On the last Sunday of the month, the White House offered up Vice President Kamala Harris for a celebration of her "savvy." The correspondent was not Scott Pelley. No surprises: it was Bill Whitaker, the lone black correspondent on the show.
This was the most nauseating passage.
BILL WHITAKER: If politics is a game, Kamala Harris has proven herself to be a savvy player, forging a career that has gone from one first to another. The child of an Indian mother and a Jamaican father, she was the first woman district attorney for San Francisco; the first woman to serve as California's attorney general; the first woman of color elected senator from California…And the first woman and woman of color to be elected vice president of the United States. [To Harris]: Being in that unique position, being that "first"-- Does that bring added pressure?
KAMALA HARRIS: No doubt. No doubt. You know, my mother, she would say, "Kamala, you may be the first to do many things. Make sure you're not the last." And among the responsibilities that I carry and maybe impose on myself, that is one of them.
Apparently, Harris is "savvy" because she was picked over other black women for the position of Biden's running mate. Nothing she's done as vice president has been impressive. Just before the gush, Whitaker talked polls: .
WHITAKER: A recent CBS poll found that at the beginning of President Biden's term, 70% of young people, people under 30, said he was doin' a good job. Now it's less than 50%. Why is that? What's going on?
HARRIS: If you poll how young people feel about the climate, and the warming of our planet it polls as one of their top concerns. When we talk about what we are doing with student loan debt, polls very high. The challenge that we have as an administration is we gotta let people know who brung it to 'em. [Cringy laugh] That's our challenge.

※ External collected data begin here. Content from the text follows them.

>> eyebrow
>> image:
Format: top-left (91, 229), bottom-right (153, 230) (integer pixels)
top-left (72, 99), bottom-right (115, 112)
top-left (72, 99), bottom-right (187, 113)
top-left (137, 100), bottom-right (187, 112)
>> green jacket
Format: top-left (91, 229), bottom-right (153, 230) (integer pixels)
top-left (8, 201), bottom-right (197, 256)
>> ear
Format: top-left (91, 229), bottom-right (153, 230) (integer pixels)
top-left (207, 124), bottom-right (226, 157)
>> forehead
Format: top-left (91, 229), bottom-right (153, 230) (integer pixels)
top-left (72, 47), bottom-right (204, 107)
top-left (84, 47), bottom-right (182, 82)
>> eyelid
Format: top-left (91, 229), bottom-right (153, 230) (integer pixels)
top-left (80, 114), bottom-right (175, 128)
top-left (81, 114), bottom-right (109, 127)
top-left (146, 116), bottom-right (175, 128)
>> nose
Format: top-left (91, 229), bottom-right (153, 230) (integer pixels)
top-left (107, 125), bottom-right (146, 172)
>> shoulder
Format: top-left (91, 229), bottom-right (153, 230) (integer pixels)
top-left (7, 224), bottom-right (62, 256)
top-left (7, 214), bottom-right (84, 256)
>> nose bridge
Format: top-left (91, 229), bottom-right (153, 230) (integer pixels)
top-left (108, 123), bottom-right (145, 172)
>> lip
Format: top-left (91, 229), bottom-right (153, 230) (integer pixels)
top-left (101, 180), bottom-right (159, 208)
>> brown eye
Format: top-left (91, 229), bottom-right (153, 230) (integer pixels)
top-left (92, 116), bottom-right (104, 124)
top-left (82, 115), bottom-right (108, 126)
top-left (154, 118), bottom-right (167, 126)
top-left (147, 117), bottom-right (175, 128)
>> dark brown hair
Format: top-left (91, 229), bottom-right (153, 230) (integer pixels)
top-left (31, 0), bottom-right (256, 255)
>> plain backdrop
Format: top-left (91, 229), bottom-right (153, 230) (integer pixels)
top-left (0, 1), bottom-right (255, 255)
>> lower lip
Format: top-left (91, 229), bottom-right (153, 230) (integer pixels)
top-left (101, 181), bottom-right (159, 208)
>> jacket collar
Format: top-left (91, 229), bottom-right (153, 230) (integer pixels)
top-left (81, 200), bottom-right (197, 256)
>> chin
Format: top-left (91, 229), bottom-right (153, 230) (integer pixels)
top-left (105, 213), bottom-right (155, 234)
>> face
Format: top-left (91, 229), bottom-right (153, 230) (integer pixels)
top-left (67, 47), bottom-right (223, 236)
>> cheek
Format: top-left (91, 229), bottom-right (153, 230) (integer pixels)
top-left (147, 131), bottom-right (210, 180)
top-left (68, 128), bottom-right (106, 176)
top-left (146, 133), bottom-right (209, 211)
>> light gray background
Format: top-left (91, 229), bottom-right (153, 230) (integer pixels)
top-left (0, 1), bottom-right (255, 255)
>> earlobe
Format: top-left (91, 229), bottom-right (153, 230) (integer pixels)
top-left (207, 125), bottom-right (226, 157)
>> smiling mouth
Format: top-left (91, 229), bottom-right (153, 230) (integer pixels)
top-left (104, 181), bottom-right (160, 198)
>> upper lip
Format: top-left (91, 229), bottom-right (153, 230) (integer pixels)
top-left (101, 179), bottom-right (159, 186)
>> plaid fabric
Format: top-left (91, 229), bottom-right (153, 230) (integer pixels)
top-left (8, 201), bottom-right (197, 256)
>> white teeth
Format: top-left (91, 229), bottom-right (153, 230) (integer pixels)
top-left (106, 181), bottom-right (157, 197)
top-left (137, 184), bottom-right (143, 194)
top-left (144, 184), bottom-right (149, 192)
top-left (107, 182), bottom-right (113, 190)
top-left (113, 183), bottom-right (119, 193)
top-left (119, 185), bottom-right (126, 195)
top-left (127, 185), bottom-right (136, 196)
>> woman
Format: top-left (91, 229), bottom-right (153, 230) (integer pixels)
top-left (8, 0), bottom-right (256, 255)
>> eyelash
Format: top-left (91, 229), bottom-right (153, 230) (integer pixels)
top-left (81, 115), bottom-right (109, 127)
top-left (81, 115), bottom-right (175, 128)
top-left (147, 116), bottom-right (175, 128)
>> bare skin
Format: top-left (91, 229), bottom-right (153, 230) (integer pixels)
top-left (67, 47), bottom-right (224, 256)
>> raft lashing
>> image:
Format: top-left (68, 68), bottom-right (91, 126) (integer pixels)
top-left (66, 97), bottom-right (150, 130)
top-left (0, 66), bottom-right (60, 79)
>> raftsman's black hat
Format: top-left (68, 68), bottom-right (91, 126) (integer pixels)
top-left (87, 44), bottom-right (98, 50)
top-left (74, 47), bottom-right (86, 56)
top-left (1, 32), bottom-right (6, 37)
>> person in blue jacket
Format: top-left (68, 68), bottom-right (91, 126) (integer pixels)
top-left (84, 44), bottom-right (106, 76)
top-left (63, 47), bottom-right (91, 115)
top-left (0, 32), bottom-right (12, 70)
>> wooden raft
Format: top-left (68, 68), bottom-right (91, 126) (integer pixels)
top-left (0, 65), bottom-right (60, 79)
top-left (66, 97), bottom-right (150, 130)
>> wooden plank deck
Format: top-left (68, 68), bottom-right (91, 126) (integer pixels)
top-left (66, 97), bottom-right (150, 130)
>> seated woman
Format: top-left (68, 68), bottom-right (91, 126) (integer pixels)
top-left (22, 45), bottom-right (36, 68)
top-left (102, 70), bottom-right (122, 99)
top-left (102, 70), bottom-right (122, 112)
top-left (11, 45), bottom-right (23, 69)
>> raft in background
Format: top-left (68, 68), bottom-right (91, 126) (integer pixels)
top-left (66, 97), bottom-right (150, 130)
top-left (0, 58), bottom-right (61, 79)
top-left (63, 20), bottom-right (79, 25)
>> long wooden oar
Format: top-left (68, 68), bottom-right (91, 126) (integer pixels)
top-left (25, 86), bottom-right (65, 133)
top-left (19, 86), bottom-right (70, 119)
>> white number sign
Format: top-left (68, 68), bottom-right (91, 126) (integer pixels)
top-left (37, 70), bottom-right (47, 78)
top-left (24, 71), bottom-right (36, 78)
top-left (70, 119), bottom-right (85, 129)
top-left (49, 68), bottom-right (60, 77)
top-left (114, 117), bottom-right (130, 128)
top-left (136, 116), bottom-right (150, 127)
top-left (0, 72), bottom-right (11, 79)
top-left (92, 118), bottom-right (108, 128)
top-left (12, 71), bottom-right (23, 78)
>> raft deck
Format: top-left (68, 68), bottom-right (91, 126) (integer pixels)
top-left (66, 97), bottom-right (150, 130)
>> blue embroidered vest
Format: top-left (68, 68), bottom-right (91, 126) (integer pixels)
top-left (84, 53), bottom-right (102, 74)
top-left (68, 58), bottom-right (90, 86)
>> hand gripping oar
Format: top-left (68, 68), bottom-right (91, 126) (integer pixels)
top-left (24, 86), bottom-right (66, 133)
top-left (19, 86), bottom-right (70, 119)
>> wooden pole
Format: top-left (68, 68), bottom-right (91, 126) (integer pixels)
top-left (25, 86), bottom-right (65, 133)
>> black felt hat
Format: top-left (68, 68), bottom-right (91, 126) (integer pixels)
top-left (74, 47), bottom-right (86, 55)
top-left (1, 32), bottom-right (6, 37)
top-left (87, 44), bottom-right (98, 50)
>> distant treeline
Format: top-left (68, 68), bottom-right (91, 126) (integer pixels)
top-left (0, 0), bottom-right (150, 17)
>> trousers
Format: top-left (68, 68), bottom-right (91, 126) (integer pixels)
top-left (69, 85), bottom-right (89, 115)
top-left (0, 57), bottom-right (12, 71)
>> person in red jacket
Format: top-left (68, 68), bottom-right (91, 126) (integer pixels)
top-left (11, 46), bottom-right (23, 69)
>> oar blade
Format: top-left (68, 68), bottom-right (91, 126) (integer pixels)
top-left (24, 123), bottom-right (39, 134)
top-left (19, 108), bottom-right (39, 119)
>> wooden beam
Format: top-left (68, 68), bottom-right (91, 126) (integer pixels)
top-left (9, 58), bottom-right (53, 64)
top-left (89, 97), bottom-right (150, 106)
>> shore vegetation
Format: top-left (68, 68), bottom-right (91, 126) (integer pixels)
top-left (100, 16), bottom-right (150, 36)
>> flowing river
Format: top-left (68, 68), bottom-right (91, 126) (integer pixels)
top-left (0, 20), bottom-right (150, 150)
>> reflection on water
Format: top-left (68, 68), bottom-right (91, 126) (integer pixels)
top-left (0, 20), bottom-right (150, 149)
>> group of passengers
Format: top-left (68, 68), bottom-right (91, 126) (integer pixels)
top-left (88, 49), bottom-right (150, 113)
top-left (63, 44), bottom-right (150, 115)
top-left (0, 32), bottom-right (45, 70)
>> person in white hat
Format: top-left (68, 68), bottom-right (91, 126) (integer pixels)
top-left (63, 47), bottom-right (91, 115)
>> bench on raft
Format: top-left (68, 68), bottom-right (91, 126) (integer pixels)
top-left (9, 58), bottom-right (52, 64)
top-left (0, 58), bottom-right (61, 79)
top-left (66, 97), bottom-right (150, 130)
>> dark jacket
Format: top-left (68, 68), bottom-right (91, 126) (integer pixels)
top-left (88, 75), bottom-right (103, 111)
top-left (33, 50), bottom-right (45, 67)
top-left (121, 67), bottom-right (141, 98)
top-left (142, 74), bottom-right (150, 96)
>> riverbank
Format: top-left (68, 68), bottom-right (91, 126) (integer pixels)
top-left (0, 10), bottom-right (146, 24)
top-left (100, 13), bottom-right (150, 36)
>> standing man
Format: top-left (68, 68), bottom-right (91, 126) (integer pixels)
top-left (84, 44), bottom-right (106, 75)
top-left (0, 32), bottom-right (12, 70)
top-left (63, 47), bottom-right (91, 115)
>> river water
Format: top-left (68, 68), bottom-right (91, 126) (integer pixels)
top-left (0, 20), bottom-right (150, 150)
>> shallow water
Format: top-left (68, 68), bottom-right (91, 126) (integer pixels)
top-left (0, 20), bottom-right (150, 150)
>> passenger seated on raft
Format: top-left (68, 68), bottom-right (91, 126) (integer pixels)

But it is not that the work we are doing is not very, very popular with a lot of people.
Then Whitaker uncorked an unintentional laugh line: "She blames the disconnect, in part, on lack of media coverage." As if repeated 60 Minutes puffery doesn't count? Whitaker admitted her approval rating (and Biden's) are at 41 percent in the latest CBS poll. He used the words "not very popular right now."
When the border actually came up, Whitaker's softball was met with Kamala blaming Republicans:
Whitaker: Most Americans say that they don't think you're doing a good job on the border, you and the administration. The number of people trying to cross the U.S. southern border is-- at an all-time high.
Kamala Harris: It's no secret that we have a broken immigration system. Short term, we need a safe, orderly, and humane border policy. And long term, we need to invest in the root causes of migration. But the bottom line? Congress needs to act. Come on. Participate in the solution instead of political gamesmanship.
Harris tried a similar spin when Whitaker told her that Democrat donors whisper to each other that if anything happened to Biden, they wouldn't "naturally fall in line" with her. "Our democracy is on the line, Bill. And I frankly, in my head, do not have time for parlor games, when we have a president who is running for reelection."
Finally, the CBS reporter reflected the liberal anger that they're not way ahead in the polls:
WHITAKER: Considering what you are laying out as your achievements, you have the current frontrunner-- for the GOP, Donald Trump, facing, what, 91 criminal charges.
HARRIS: I've lost count.
WHITAKER: Yet, the Biden-Harris ticket is running neck and neck with Donald Trump. Why are you not 30 points ahead?